Though it’s often resolved in diagnosed women, predominately with diet and exercise changes, it’s become understood that gestational diabetes could be a harbinger of greater disease risks.
In an interview with HCPLive during The Metabolic Institute of America’s (TMIOA) 2021 Heart in Diabetes sessions in New York, NY this weekend, Erica P. Gunderson, PhD, MS, MPH, Senior Research Scientist, Kaiser Permanente Northern California Division of Research, discussed the common misinterpretation of newly diagnosed gestational diabetes.
“That doesn’t mean that women didn’t have some type of dismetabolism before pregnancy,” Gunderson explained. “But there’s so few studies that measure those cardiometaboloic risk factors before pregnancy or after pregnancy.”
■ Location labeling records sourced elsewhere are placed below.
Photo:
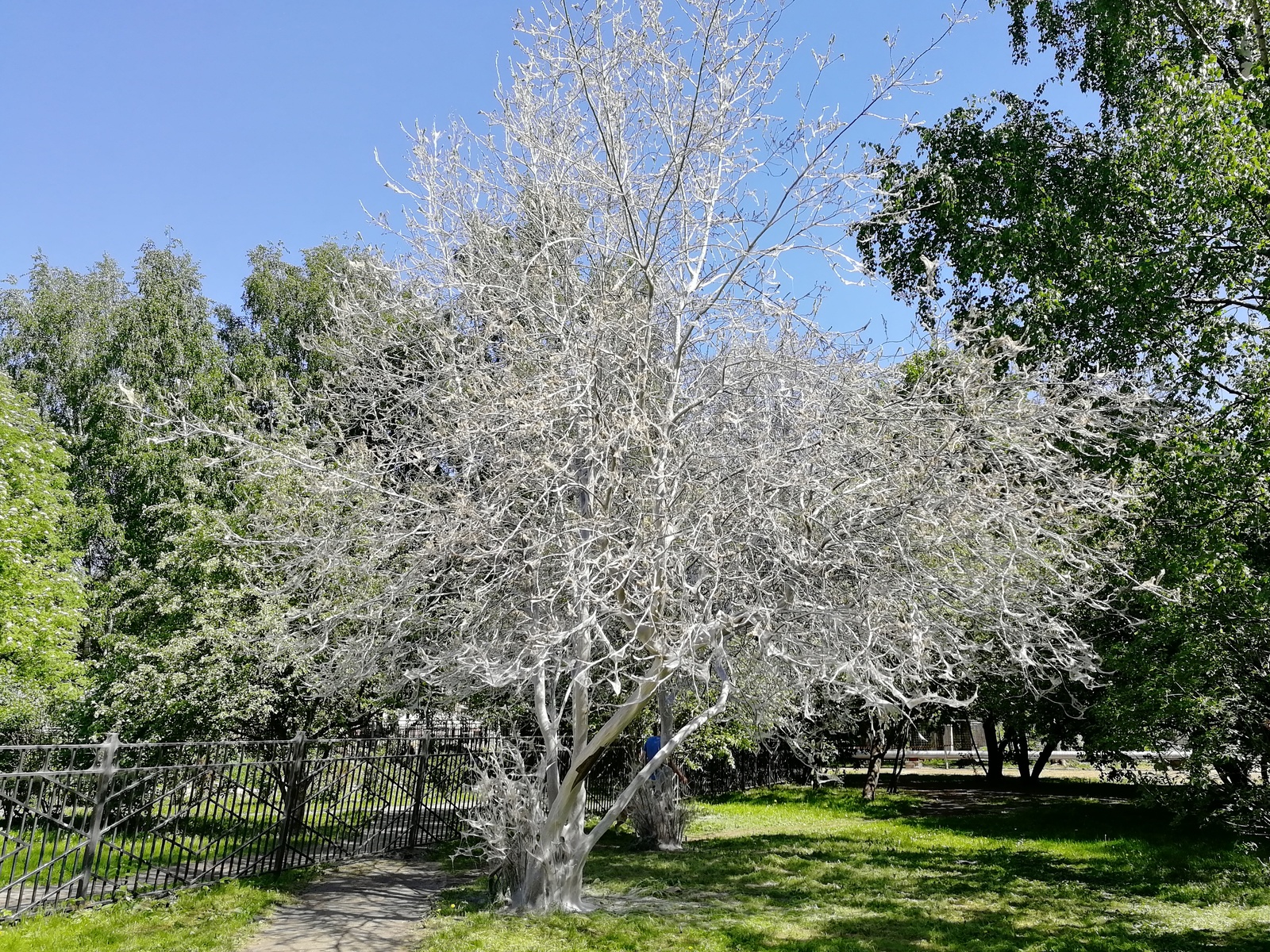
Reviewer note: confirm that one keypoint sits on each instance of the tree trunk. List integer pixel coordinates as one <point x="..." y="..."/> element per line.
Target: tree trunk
<point x="668" y="831"/>
<point x="552" y="876"/>
<point x="1043" y="758"/>
<point x="995" y="749"/>
<point x="876" y="748"/>
<point x="1022" y="761"/>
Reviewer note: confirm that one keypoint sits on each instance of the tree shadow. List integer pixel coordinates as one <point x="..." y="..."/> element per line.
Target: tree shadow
<point x="1037" y="873"/>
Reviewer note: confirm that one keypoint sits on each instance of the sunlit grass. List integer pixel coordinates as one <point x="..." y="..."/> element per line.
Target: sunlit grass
<point x="211" y="919"/>
<point x="802" y="871"/>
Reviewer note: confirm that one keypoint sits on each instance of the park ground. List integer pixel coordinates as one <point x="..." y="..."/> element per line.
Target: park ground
<point x="943" y="866"/>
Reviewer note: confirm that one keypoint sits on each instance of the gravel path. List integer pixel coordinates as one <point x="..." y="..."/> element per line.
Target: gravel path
<point x="370" y="907"/>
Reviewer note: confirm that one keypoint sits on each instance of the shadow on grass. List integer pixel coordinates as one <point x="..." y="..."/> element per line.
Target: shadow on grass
<point x="1054" y="873"/>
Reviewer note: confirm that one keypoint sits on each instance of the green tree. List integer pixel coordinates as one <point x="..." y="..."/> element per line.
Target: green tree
<point x="41" y="584"/>
<point x="1136" y="245"/>
<point x="173" y="639"/>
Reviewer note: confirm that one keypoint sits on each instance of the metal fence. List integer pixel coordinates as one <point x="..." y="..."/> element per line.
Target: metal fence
<point x="97" y="823"/>
<point x="106" y="822"/>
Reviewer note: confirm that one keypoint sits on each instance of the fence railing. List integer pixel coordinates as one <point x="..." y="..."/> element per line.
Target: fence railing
<point x="105" y="822"/>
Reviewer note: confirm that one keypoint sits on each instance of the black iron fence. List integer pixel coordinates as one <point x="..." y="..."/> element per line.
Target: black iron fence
<point x="105" y="822"/>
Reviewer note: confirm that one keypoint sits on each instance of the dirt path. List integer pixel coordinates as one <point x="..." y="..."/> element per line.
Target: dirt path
<point x="370" y="907"/>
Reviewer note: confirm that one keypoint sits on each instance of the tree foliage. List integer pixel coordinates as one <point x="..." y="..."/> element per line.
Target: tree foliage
<point x="41" y="585"/>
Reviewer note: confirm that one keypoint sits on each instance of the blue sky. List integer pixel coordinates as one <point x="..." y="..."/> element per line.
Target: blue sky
<point x="234" y="124"/>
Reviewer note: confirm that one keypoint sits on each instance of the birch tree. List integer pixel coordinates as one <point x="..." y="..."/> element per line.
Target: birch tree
<point x="584" y="441"/>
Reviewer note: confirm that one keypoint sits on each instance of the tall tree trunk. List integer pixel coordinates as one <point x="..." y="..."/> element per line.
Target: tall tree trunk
<point x="995" y="749"/>
<point x="666" y="786"/>
<point x="876" y="748"/>
<point x="552" y="876"/>
<point x="1043" y="758"/>
<point x="1022" y="759"/>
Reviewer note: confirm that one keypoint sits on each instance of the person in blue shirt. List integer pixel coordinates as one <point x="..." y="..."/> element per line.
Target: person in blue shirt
<point x="652" y="746"/>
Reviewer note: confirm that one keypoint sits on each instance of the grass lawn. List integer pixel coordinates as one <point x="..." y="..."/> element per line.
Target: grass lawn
<point x="213" y="919"/>
<point x="803" y="871"/>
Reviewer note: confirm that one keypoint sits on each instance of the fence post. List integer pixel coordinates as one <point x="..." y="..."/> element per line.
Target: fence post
<point x="105" y="774"/>
<point x="292" y="800"/>
<point x="421" y="776"/>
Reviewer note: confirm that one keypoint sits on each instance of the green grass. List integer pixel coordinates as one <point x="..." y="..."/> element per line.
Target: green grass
<point x="802" y="871"/>
<point x="211" y="919"/>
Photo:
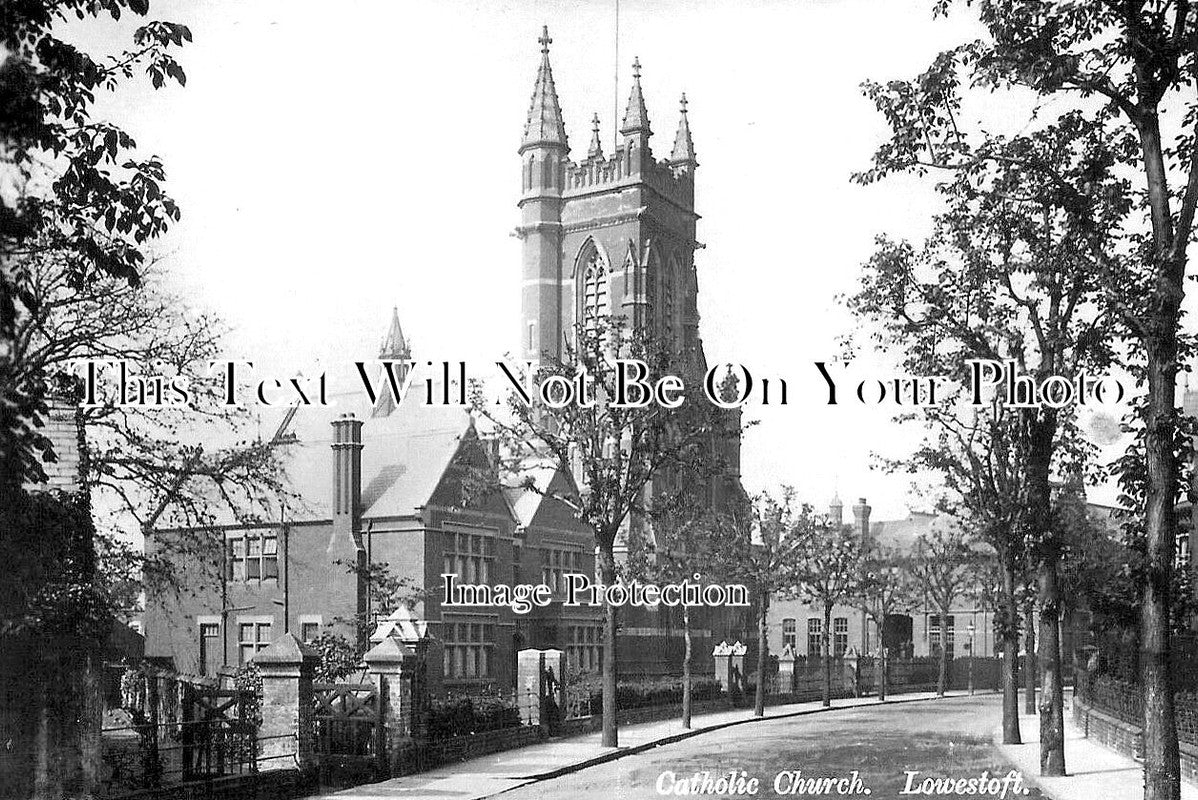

Gunderson explained the risk of variability in recovery from gestational diabetes, and the uncertainties of what influences its development and progression in patients. It’s likely a combination of pre-pregnancy risk factors and an exacerbation of metabolic dysfunction brought on by the metabolic demands of a pregnancy, she said.
As Gunderson explained, women with gestational diabetes have an estimated 7-fold increased risk of type 2 diabetes (T2D) development—and anywhere from 20-50% such patients develop T2D within a decade after pregnancy. The questions that remain is its association with cardiovascular event risk—an occurrence which women generally face in their 60s and beyond.
“Gestational diabetes can reveal early risk of subclinical cardiovascular risk that can develop into events later,” she said.